Mastering Azure VM Sizes and Disks: A Guide for AZ-104
Why This Topic is Critical
In Azure Infrastructure as a Service (IaaS), the selection of Virtual Machine (VM) sizes and disk types dictates not only the performance of your application but also your monthly cloud bill. Choosing the wrong size can lead to significant overspending or application failure due to resource starvation. Furthermore, specific availability Service Level Agreements (SLAs) are tied directly to the type of disk storage you select. Therefore, understanding how to deploy, manage, and resize these resources is a fundamental skill for any Azure Administrator and a high-priority topic on the AZ-104 exam.
What It Is
VM Sizes: Azure categorizes VMs into 'families' optimized for specific workloads. These define the number of vCPUs, amount of RAM, and temporary storage size.
General Purpose (D-series): Balanced CPU-to-memory ratio.
Compute Optimized (F-series): High CPU-to-memory ratio, ideal for traffic processing.

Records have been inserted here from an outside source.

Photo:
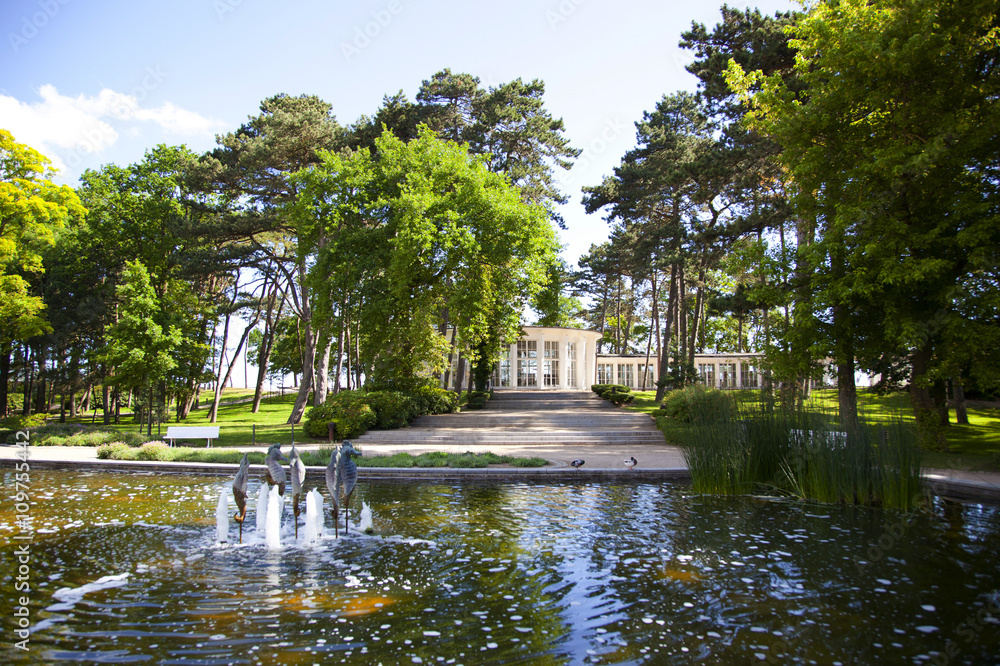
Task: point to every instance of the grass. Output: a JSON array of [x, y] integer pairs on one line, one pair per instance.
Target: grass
[[802, 454], [238, 426], [161, 452], [970, 447]]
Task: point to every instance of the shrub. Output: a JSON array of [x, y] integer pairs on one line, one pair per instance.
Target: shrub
[[154, 451], [393, 409], [621, 398], [115, 451], [353, 420], [430, 400], [477, 399], [697, 404]]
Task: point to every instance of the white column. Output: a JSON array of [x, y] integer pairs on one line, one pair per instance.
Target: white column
[[540, 364], [563, 360]]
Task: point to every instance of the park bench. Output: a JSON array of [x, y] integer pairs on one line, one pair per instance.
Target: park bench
[[192, 432]]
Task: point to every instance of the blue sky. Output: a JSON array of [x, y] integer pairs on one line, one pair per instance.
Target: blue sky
[[90, 83]]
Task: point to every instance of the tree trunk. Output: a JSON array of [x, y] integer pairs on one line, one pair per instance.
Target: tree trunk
[[340, 352], [266, 345], [958, 393], [926, 412], [652, 328], [308, 358], [668, 327], [214, 412], [5, 354], [321, 381]]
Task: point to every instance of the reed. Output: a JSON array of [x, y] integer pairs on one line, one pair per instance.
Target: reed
[[803, 454]]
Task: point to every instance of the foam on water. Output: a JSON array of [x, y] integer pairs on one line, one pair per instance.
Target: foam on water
[[70, 596], [314, 517], [365, 523], [262, 508], [272, 525]]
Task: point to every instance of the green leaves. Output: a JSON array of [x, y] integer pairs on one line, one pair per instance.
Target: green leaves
[[412, 230]]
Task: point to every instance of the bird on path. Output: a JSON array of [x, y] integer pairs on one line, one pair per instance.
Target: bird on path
[[240, 492], [297, 469], [274, 471]]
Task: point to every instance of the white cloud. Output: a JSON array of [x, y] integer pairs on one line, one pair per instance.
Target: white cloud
[[67, 129]]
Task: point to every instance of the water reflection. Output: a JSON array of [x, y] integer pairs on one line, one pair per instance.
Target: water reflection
[[542, 574]]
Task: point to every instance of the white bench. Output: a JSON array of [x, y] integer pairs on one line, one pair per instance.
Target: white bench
[[192, 432]]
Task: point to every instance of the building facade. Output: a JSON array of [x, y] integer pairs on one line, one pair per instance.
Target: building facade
[[567, 359]]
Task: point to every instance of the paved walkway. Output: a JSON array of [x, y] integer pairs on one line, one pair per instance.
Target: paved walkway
[[655, 463]]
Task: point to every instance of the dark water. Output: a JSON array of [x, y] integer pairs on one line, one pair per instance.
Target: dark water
[[500, 574]]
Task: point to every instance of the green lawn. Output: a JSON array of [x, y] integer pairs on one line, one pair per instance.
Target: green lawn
[[238, 426], [971, 447]]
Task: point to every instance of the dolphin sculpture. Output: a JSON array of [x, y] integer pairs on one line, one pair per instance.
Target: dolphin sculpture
[[333, 485], [240, 492], [348, 476], [275, 472], [297, 470]]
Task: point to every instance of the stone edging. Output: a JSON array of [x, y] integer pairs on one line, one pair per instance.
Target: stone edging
[[959, 489]]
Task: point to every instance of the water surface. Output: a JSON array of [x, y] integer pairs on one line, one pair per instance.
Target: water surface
[[126, 568]]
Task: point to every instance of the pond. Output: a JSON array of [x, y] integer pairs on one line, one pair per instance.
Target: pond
[[127, 568]]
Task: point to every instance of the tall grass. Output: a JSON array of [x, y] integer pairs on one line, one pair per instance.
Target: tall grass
[[749, 448]]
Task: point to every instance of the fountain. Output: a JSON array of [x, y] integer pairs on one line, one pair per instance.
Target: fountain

Memory Optimized (E-series): High memory-to-CPU ratio, ideal for relational databases.
Burstable (B-series): Low baseline performance with ability to burst; cost-effective for low-traffic workloads.

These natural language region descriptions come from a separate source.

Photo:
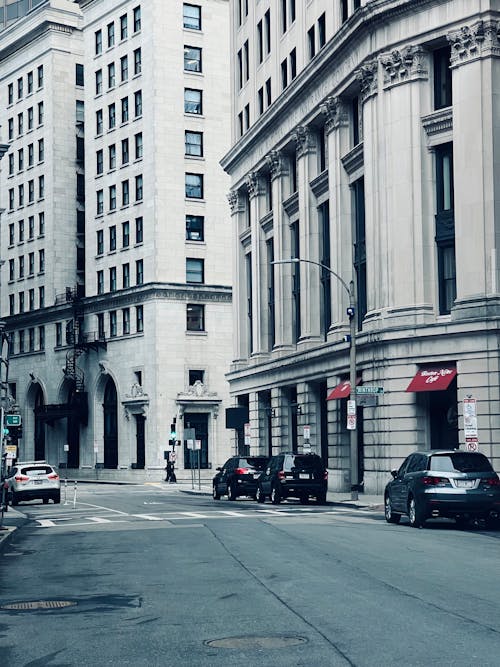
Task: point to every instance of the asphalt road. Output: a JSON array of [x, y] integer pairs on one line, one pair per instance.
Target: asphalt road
[[152, 576]]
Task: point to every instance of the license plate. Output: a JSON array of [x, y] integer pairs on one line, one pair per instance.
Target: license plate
[[466, 483]]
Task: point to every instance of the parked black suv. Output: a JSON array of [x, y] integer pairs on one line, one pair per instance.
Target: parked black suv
[[238, 477], [291, 475]]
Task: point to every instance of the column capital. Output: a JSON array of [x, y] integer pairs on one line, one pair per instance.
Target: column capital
[[304, 140], [277, 164], [408, 64], [367, 77], [334, 111]]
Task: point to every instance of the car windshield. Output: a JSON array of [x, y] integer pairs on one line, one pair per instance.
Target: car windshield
[[255, 462], [307, 463], [460, 462], [39, 470]]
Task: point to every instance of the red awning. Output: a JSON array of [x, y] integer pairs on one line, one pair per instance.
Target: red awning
[[342, 390], [432, 378]]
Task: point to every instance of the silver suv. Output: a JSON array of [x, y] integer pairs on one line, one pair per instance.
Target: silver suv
[[30, 480]]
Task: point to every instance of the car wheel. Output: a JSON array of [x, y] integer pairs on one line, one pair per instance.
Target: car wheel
[[415, 514], [390, 516], [275, 495]]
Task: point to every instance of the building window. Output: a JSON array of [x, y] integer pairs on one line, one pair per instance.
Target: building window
[[112, 156], [100, 241], [137, 18], [111, 75], [193, 143], [112, 324], [100, 282], [442, 78], [125, 234], [194, 186], [138, 103], [125, 193], [138, 146], [124, 68], [193, 101], [98, 82], [123, 27], [195, 227], [195, 317], [125, 110], [98, 42], [112, 238], [112, 197], [139, 230], [195, 270], [125, 275], [192, 17], [139, 319], [79, 78], [192, 59], [126, 321], [111, 34], [139, 272]]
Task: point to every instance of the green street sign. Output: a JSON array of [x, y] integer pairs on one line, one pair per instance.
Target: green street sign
[[13, 420], [369, 390]]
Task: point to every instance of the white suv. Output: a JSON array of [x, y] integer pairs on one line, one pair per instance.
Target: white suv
[[29, 480]]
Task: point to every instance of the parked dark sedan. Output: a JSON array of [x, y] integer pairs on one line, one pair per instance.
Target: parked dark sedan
[[291, 475], [449, 483], [238, 477]]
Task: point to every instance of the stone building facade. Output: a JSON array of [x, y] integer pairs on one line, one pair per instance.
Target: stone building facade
[[116, 289], [364, 145]]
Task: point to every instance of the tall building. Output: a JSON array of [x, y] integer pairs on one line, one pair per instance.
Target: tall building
[[365, 137], [116, 290]]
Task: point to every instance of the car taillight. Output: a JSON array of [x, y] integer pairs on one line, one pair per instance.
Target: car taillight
[[435, 481]]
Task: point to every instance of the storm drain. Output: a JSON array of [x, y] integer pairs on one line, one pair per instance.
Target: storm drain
[[39, 604], [257, 642]]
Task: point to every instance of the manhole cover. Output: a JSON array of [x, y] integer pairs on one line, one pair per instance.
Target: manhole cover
[[256, 642], [40, 604]]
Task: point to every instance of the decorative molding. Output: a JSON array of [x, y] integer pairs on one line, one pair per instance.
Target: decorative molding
[[367, 78], [277, 164], [473, 42], [333, 108], [304, 140], [253, 184], [409, 64]]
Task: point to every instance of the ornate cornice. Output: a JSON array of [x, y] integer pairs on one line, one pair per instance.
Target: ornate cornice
[[334, 111], [277, 164], [408, 64], [367, 77], [472, 42], [304, 140]]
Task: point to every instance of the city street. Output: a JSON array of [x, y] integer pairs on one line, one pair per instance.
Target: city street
[[150, 575]]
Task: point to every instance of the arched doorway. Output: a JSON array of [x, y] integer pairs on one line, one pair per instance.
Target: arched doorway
[[39, 431], [110, 408]]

GPU (N-series): Specialized for graphics rendering and AI.
Azure Managed Disks: These are reliable, block-level storage volumes managed by Azure. Key types include:
Ultra Disk: Sub-millisecond latency, usage-based pricing, for mission-critical databases.
Premium SSD: High IOPS and throughput, required for the single-VM SLA (99.9%).
Standard SSD: Consistent performance at a lower cost, good for web servers.
Standard HDD: Magnetic backup storage, lowest cost, suitable for non-critical data.
How It Works
Resizing: When you change a VM size (Vertical Scaling), Azure attempts to resize the VM on the current hardware host. If the host supports the new size, the VM simply reboots. If the host hardware cannot support the new size, the VM must be deallocated (stopped) first, allowing Azure to migrate it to a different host cluster that supports the specifications.
Disk Administration: VMs come with an OS disk and a temporary disk (which is volatile—data is lost on reboot). Administrators attach persistent Data Disks for application storage. Disks can be expanded (increased in capacity) often without downtime, but they cannot be shrunk natively.
How to Answer Questions Regarding VM Sizes and Disks
Exam questions often present a scenario describing a workload and budget constraints, asking you to select the appropriate resource.
1. Identify the Constraint: If the question mentions 'minimize costs' for a test server, look for Standard HDD or B-series VMs. If the question mentions 'sub-millisecond latency,' the answer is Ultra Disk.
2. Check the Bottleneck: If a scenario states a VM typically runs at 10% CPU but crashes due to lack of RAM, you must switch to a Memory Optimized (E-series) size.
3. Understand SLAs: If a question asks specifically for a 99.9% SLA for a single VM, you must select Premium SSD or better. Standard SSD/HDD does not qualify for the single-instance connectivity SLA.
Exam Tips: Answering Questions on Manage VM sizes and disks
Memorize the Families: Remember the mnemonic mapping: B (Budget/Burstable), D (General Database/Daily use), E (Extra Memory), F (Fast Compute), N (Nvidia/GPU).
Resizing downtime: Always assume a resize requires a reboot. If a question asks how to resize a VM without ANY downtime, you generally cannot; you would need to deploy a second VM and load balance, rather than vertically scaling a live instance.
Disk Expansion vs. Shrinking: You can always make a disk larger (upsize). You cannot make a managed disk smaller. If a scenario asks to reduce a 1TB disk to 500GB to save money, the procedure is: Create new disk, migrate data, delete old disk.
Cached IOPS: Pay attention to 'Cached' vs 'Uncached' limits. Some VM sizes have limits on disk throughput. Even if you attach an Ultra Disk, if the VM size (e.g., a small B-series) has a low IOPS limit, the VM usually acts as the bottleneck, not the disk.